Penanaman karakter suku, budaya dan Nusantara melalui foklor terbentuk sejak dulu, pada suku Jawa yang pendidikan karakter melalui pitutur atau lisan teraplikasikan dengan wujud puisi, pantun, pribahasa, mitos, dongeng dll.
Begitupun juga dengan suku yang lain, misalnya pada suku Minangkabau tradisi lisan yang terkenal dengan ucapan "dimana bumi dipijak disitulah langit dijunjung" akan mempengaruhi tingkah laku, prinsip dan pemikiran masyarakat Minangkabau.

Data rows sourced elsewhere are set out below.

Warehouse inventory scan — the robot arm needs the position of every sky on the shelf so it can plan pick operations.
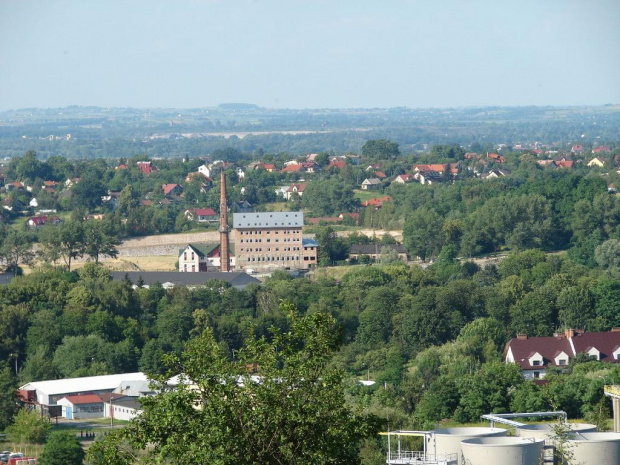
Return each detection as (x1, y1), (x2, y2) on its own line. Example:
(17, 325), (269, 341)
(0, 0), (620, 110)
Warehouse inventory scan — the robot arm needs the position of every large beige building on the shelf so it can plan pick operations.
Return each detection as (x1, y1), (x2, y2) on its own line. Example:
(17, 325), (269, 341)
(233, 212), (317, 271)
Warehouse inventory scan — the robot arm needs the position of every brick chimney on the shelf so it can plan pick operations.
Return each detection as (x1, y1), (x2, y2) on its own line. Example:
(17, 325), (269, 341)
(220, 171), (230, 272)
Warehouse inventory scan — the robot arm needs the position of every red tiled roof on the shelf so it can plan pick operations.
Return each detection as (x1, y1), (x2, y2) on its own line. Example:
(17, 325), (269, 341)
(194, 208), (217, 216)
(65, 394), (103, 405)
(506, 336), (573, 370)
(572, 331), (620, 362)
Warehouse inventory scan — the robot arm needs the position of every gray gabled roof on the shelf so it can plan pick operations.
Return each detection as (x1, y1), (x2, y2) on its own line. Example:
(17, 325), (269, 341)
(110, 271), (261, 289)
(233, 212), (304, 229)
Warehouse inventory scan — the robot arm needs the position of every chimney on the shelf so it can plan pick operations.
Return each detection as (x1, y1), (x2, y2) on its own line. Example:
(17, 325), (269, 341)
(220, 171), (230, 272)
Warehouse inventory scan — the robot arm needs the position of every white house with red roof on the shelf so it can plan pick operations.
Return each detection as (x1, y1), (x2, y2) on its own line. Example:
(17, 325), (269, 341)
(504, 328), (620, 379)
(185, 208), (220, 223)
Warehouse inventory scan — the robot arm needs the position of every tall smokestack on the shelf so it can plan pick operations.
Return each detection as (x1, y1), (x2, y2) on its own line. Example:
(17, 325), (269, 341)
(220, 171), (230, 272)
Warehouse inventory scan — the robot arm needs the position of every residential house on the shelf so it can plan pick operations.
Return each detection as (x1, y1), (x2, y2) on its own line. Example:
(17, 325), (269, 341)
(27, 216), (60, 229)
(362, 178), (382, 191)
(184, 208), (220, 223)
(392, 174), (415, 184)
(57, 394), (103, 420)
(504, 328), (620, 379)
(179, 243), (235, 273)
(232, 200), (254, 213)
(161, 184), (183, 195)
(587, 155), (609, 168)
(349, 242), (407, 262)
(4, 181), (24, 192)
(592, 145), (611, 153)
(136, 161), (157, 176)
(285, 183), (307, 200)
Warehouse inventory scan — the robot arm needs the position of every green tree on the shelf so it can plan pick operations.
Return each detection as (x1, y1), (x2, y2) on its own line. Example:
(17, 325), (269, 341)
(38, 431), (86, 465)
(88, 305), (379, 465)
(403, 207), (442, 261)
(0, 367), (18, 431)
(361, 139), (400, 159)
(6, 409), (52, 444)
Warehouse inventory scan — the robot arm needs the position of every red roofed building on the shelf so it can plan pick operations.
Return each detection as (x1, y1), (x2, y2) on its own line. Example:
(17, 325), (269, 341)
(592, 145), (611, 153)
(161, 184), (183, 195)
(57, 394), (103, 420)
(504, 328), (620, 379)
(185, 208), (220, 223)
(327, 161), (347, 170)
(136, 161), (155, 175)
(286, 183), (306, 200)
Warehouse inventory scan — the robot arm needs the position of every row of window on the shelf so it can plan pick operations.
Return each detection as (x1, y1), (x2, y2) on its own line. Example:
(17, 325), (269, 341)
(238, 229), (301, 236)
(239, 237), (301, 243)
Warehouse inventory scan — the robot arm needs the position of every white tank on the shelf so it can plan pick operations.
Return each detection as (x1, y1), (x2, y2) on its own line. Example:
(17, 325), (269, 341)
(434, 427), (506, 463)
(564, 432), (620, 465)
(459, 437), (545, 465)
(516, 423), (596, 439)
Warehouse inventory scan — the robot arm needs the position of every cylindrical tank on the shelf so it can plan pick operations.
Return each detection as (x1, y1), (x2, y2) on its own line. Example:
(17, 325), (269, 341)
(516, 423), (596, 439)
(459, 437), (545, 465)
(426, 427), (506, 463)
(563, 432), (620, 465)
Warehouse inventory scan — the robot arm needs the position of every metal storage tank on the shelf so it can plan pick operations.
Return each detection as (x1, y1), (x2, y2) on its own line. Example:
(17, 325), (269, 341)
(434, 427), (506, 463)
(564, 432), (620, 465)
(461, 437), (545, 465)
(516, 423), (596, 439)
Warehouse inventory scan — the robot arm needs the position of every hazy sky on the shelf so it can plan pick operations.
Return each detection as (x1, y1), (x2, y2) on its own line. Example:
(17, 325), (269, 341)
(0, 0), (620, 110)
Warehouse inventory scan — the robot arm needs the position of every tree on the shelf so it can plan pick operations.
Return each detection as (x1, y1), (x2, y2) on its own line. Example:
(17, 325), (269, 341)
(0, 229), (35, 275)
(38, 431), (86, 465)
(361, 139), (400, 159)
(6, 409), (52, 444)
(39, 221), (84, 271)
(83, 221), (120, 263)
(403, 207), (442, 261)
(0, 367), (18, 431)
(88, 304), (379, 465)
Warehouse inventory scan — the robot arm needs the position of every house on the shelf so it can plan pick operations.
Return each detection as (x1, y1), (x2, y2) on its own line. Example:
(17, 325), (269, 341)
(161, 184), (183, 195)
(4, 181), (24, 192)
(284, 183), (307, 200)
(179, 243), (235, 273)
(504, 328), (620, 379)
(480, 169), (510, 179)
(18, 370), (147, 406)
(349, 243), (407, 262)
(362, 195), (392, 210)
(27, 216), (60, 229)
(232, 200), (254, 213)
(392, 174), (415, 184)
(233, 212), (316, 270)
(592, 145), (611, 153)
(587, 155), (609, 168)
(362, 178), (382, 191)
(136, 161), (156, 176)
(184, 208), (220, 223)
(57, 394), (103, 420)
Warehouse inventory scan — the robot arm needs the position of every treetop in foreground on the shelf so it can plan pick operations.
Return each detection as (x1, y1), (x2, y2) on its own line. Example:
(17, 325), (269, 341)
(89, 304), (379, 465)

Sehingga, nilai-nilai kebudayaan, tradisi dan prinsip terproyeksi dengan adanya foklor tersebut.
Tidak hanya itu, produk wayang dengan jalan cerita yang memberikan contoh atau timbal balik kehidupan, atau produk dongeng dan legenda yang memiliki nilai pendidikan karakter tinggi sangat mempengaruhi tindak laku masyarakat lokal atau secara umum Nusantara sebagai masyakarat yang berkarakter.
Foklor dengan produk legenda misalnya, di Nusantara yang terkenal adalah cerita Malin Kundang yang dikutuk oleh ibunya karena tidak mengakui, dari sisi moral Malin Kundang tergolong durhaka.
Tentunya, untuk menjelaskan atau mendidik secara gamblang dengan mudah mengatakan "tidak boleh durhaka kepada orang tua" akan sulit diterima oleh individu pribadi, dengan contoh legenda Malin Kundang tersebut cukup komplit dengan menggandeng situasi, kondisi, sebab dan akibat dengan narasi cerita yang mengambarkan situasi dapat diterima dan dimengerti oleh individu mengapa dan harus bagaimana ketika berhubungan dengan orang tua.
Sehingga yang terjadi terhadap individu memiliki pemahaman tentang pentingnya menghormati, mencintai, dan memperlakukan orang tua dari sudut pandang budaya di Nusantara/ Indonesia.
Secara agama pun, baik agama yang di akui atau keyakinan di Indonesia memiliki kesepakatan bahwa dalam orang tua adalah sosok yang perlu kita lindungi. Sehingga, legenda tersebut tidak merusak atau mengganggu nilai-nilai budaya, agama maupun sosial.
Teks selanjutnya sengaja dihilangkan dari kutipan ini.